“Stop it!” cried Mr. Filson for the second time; and just then the safety pin dropped out!
The first lookout had almost clutched the plunging cylinder as it passed him on its backward roll.
“Ware the bomb!” shouted his mate, and both of them leaped away from the vicinity of the peril.
Nor were they to be blamed. With the pin out it was to be expected that the big bomb would immediately explode. It banged against the rail, then charged across the deck again. Every time it collided with an obstacle the spectators expected it to blow up and burst the after part of the ship asunder.
To the credit of Ensign Filson be it said that he did not fall back from his post on the quarter.
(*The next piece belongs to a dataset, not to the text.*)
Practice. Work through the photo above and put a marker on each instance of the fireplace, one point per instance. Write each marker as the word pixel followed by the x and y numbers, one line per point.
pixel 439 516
Nor did he directly order, now that he thought of it, any particular man to try to hold the plunging bomb. It was work for a volunteer—a man who was willing to take his life in his hands.
There is a quality of courage that is higher than that which takes men into battle along with their fellows. The companionship of others in the charge breeds courage in many weak souls.
But to start alone on a dangerous mission, the lone man in an almost hopeless cause, calls for a steadiness of courage that few can rise to.
The four young fellows clinging together behind Mr. Filson were shot with fear, as they might very well be. At any second the bomb was likely to explode, and they were so near that they could not possibly escape the full force of the blast.
Even if the chaser herself escaped complete destruction, they could not dodge the effect of the explosion; but like the ensign they would not retreat.
These bombs are timed to explode at about an eighty-foot depth. A very few seconds would bring about the catastrophe. Every man on the deck of the S. P. 888 felt that.
Suddenly, along the deck charged a sturdy figure—a human battering ram. The other men were knocked aside. One of the lookouts was toppled over by the newcomer, falling flat upon his back and was shot by the next plunge of the craft into the scuppers amidships.
“Hi! Hi! Seven Knott!” yelled Al Torrance.
“Good old Colodia! Go to it!” joined in the excited Frenchy.
Philip Morgan was already crouching for a leap. Seven Knott passed him and threw himself upon the unleashed peril that rolled about the deck.
He grasped the cylinder as he fell, but it was snatched out of his arms by the next plunge of the vessel. Seven Knott got to his knees and sought to seize the bomb again when it charged back across the deck.
The thing seemed actually to evade him; and swinging at an unexpected angle as Seven Knott threw himself desperately forward, the heavy cylinder banged the boatswain’s mate on the head.
The man was knocked down by the blow. He suddenly straightened out and then relaxed, at full length, upon the sliding deck. Like an inanimate lump his body followed the runaway bomb, but more slowly, to the lower rail.